"Quando sua realidade particular é desafiada, ela cede à verdade."

What if I say I'm not like the others?
What if I say Im not just another one of your plays?
What if I say I will never surrender?

quarta-feira, 27 de janeiro de 2010

Monólogo

"-Já parou para pensar em porquê... não, o senhor provavelmente não fez isso.
Desculpe, não quis acusar-te. Mas me deixe terminar.
Você provavelmente não parou para pensar todas as vezes em que alguém te criticou e o senhor, automaticamente, sentiu-se apenas com raiva e frustrado, chateado com a pessoa, e em momento algum parou para pensar no que lhe foi dito, e no porque daquilo. E sim, eu sei que vai dizer que sim, que o senhor pensou, mas que a pessoa foi grossa, que não tinha o direito ou que não era verdade ou o jeito certo de falar. Todas essas coisas parecem, com o meu perdão, estúpidas senhor.

Prossigo por partes.
Primeiramente você não pensou, estava ocupado demais procurando os motivos para refutar aquilo, ao invés de pensar nos motivos daquela pessoa lhe dizer aquilo. Em segundo lugar, uma pessoa grossa não deixa de estar certa simplesmente por não agir conforme os preceitos da educação e fineza. Os argumentos dela não são menos válidos do que os de uma pessoa polida e, na verdade, são muitas vezes melhores por não se cobrirem com as várias vestes e máscaras que a educação imbui às suas frases. O mesmo vale para a maneira com que se fala; não é isso que interessa e sim o que se diz. Quanto ao direito do que se diz meu senhor, vivemos em um mundo de homens livres, e algum dia um escritor há de escrever que liberdade trata-se de fazer o que quer, e isso inclui dizer aos outros tudo que se quer dizer, e não ser barrado pelo que o ouvinte não quer ouvir. Talvez a frase seja melhor formulada num futuro, eu não tenho tal dom. O que percebo entre meus clientes e, como seu amigo espero poder lhe ser sincero, é que as pessoas pararam de escutar umas as outras, se é que um dia o fizeram.
Todos reclamam dos outros sem olhar para si mesmos, e quando falam aos outros o que esperam deles ou o que acham ser o melhor, são completamente ignorados, mesmo que não com rancor, mesmo que com afeto, mesmo assim ignoradas. Trata-se de ouvir atentamente, ao invés de soltar mil palavras a esmo e esperar que alguma delas esteja certa.
Não é sobre seguir cegamente, mas sobre pensar de fato. Não se ganha uma discussão pelo número de palavras ou pela complexidade das frases que se formula. Ser grandioso trata-se de compreender o que os outros dizem, amar cada palavra como uma forma de crescer, rasgar-se em mil pedaços com o mínimo ponto de exclamação de terceiros e atentar ao que precisa ser melhorado, e não ficar com raiva e empacar-se como uma criança chorona. Mas talvez eu tenha me excedido, meu senhor.

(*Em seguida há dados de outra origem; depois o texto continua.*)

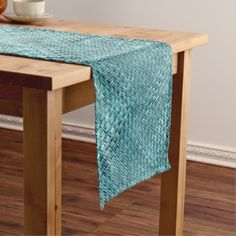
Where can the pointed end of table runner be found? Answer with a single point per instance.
(105, 197)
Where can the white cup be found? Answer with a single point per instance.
(29, 8)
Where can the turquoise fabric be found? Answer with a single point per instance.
(133, 85)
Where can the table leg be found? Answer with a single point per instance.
(42, 161)
(173, 181)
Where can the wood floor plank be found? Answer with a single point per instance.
(210, 196)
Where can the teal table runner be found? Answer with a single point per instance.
(133, 86)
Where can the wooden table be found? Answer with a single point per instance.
(41, 91)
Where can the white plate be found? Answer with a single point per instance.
(22, 19)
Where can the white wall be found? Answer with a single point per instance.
(213, 88)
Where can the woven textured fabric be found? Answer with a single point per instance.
(133, 85)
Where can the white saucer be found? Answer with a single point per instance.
(22, 19)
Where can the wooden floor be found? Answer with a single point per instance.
(210, 199)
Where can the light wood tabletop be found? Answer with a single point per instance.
(41, 91)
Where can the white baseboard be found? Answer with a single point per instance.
(199, 152)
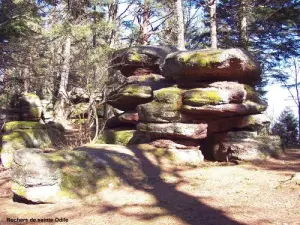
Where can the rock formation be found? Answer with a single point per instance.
(190, 99)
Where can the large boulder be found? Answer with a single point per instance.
(165, 106)
(212, 65)
(72, 175)
(212, 96)
(30, 107)
(129, 97)
(129, 117)
(28, 135)
(246, 146)
(174, 130)
(141, 60)
(33, 177)
(155, 81)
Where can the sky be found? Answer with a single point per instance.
(278, 98)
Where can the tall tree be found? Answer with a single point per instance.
(286, 128)
(243, 22)
(180, 25)
(213, 23)
(290, 79)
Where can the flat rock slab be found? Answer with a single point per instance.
(131, 96)
(174, 130)
(155, 81)
(253, 122)
(165, 106)
(212, 65)
(245, 146)
(224, 110)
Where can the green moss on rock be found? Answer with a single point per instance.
(134, 57)
(199, 97)
(16, 125)
(201, 59)
(137, 90)
(121, 137)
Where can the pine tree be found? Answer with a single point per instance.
(287, 128)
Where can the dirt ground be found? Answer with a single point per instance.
(212, 193)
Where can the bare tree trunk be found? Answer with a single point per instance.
(145, 35)
(243, 24)
(64, 78)
(180, 24)
(112, 15)
(213, 24)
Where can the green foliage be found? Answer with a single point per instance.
(287, 128)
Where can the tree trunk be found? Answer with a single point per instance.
(180, 25)
(243, 24)
(298, 123)
(25, 76)
(213, 24)
(112, 15)
(64, 78)
(145, 35)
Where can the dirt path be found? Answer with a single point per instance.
(212, 193)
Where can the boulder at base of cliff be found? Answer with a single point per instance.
(245, 146)
(28, 134)
(174, 130)
(30, 107)
(259, 123)
(71, 175)
(212, 65)
(141, 60)
(122, 137)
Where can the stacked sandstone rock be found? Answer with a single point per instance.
(180, 100)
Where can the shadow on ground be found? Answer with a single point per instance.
(183, 207)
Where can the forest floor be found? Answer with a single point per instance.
(212, 193)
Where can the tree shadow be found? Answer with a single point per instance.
(184, 206)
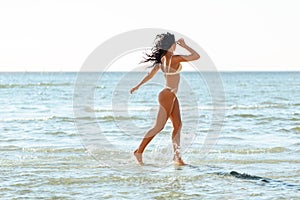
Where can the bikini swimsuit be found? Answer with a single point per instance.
(168, 73)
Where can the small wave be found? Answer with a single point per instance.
(296, 129)
(27, 119)
(256, 151)
(110, 118)
(256, 106)
(34, 85)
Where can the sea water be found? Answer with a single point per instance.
(45, 154)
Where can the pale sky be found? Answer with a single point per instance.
(58, 35)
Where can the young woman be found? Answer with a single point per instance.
(163, 58)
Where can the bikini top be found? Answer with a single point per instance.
(169, 67)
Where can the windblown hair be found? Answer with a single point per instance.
(162, 43)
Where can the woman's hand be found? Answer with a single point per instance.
(133, 89)
(181, 42)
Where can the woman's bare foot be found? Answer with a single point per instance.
(138, 157)
(178, 161)
(177, 157)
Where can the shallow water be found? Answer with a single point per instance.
(43, 154)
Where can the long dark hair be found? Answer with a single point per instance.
(162, 43)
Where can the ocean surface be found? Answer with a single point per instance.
(63, 137)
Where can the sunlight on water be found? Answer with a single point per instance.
(44, 156)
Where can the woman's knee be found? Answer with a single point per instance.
(177, 126)
(157, 128)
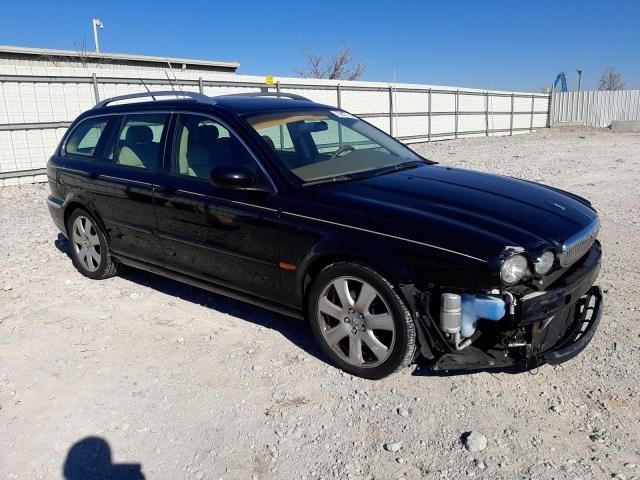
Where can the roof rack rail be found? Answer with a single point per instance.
(198, 97)
(292, 96)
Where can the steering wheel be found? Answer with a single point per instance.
(341, 150)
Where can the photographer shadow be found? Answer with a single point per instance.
(90, 459)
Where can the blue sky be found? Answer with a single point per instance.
(519, 45)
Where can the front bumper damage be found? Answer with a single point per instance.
(550, 326)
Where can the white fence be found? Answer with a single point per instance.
(35, 110)
(595, 109)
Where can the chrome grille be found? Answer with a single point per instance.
(579, 244)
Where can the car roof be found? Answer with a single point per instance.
(240, 104)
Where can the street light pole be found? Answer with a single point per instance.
(96, 23)
(579, 78)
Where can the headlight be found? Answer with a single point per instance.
(544, 263)
(513, 269)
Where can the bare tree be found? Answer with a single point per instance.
(341, 65)
(84, 57)
(611, 80)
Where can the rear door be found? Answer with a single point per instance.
(119, 184)
(222, 235)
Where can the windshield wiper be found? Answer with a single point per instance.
(396, 168)
(337, 178)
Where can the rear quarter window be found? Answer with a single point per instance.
(86, 137)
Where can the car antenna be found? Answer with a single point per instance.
(170, 82)
(145, 86)
(172, 73)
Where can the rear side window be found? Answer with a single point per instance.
(139, 140)
(84, 140)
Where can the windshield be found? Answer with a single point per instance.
(319, 145)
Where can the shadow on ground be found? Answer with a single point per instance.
(90, 459)
(296, 331)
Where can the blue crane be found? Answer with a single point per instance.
(563, 82)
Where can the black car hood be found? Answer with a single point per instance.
(472, 212)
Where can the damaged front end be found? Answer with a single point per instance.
(522, 326)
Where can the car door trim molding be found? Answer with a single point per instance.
(385, 235)
(224, 251)
(128, 225)
(127, 180)
(237, 202)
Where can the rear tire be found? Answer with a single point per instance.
(360, 321)
(89, 246)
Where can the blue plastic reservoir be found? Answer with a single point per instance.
(475, 307)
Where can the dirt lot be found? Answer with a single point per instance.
(192, 385)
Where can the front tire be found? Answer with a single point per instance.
(360, 321)
(89, 247)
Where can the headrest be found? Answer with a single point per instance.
(139, 134)
(269, 141)
(207, 133)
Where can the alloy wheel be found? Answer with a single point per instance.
(86, 243)
(356, 322)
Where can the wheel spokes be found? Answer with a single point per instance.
(366, 296)
(329, 308)
(365, 319)
(94, 240)
(380, 321)
(342, 289)
(376, 346)
(337, 333)
(355, 350)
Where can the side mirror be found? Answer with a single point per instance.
(232, 177)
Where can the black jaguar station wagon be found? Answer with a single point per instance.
(308, 210)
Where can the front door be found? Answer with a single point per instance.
(223, 235)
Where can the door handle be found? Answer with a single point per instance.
(166, 191)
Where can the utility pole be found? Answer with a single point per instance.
(96, 22)
(579, 78)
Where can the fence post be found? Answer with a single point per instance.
(429, 118)
(390, 110)
(281, 128)
(486, 114)
(339, 99)
(533, 103)
(511, 118)
(457, 98)
(96, 93)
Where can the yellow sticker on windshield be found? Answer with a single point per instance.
(341, 114)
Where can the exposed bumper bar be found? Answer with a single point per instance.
(582, 333)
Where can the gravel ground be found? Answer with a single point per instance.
(187, 384)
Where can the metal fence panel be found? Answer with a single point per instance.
(595, 108)
(35, 110)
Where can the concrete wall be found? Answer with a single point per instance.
(595, 108)
(38, 102)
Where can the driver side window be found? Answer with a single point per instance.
(202, 144)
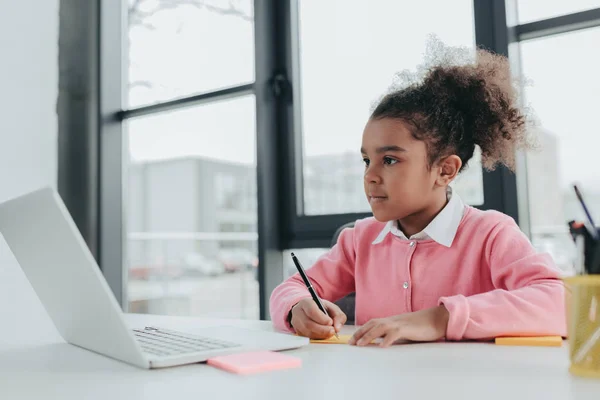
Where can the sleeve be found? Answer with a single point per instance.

-Não tenha dúvidas de que o fez, meu caro. Não sou obrigado a ouvir o que ouvi de nosso amigo e agora ainda ter que ouvir de você todas essas besteiras. É um homem de inteligência elevada, mas eu sei o que fazer de minha vida e ao alto de tal idade como estou, saberia mais rapidamente que um relâmpago o que devo ou não fazer. Sou o que sou, não preciso pensar sobre isso e nem, onde já se viu, mudar pelas palavras de um idiota qualquer! Está tarde e eu preciso ir, as ruas estão cada vez mais perigosas com o tempo. Boa noite e obrigado pelo chá.

-Disponha, e boa noite - A porta se fecha à saída do velho médico - eu provavelmente me excedi na conversa e as palavras não entraram nos ouvidos certos. Porém talvez as paredes mudem a posição de suas tábuas e as cores de sua cobertura.


A noite caiu tranquilamente e a lua se fez valer, como se nada tivesse acontecido ou importasse, ignorando a conversa por completo. Bem dizem que a noite é uma criança e a lua é uma donzela, surda provavelmente."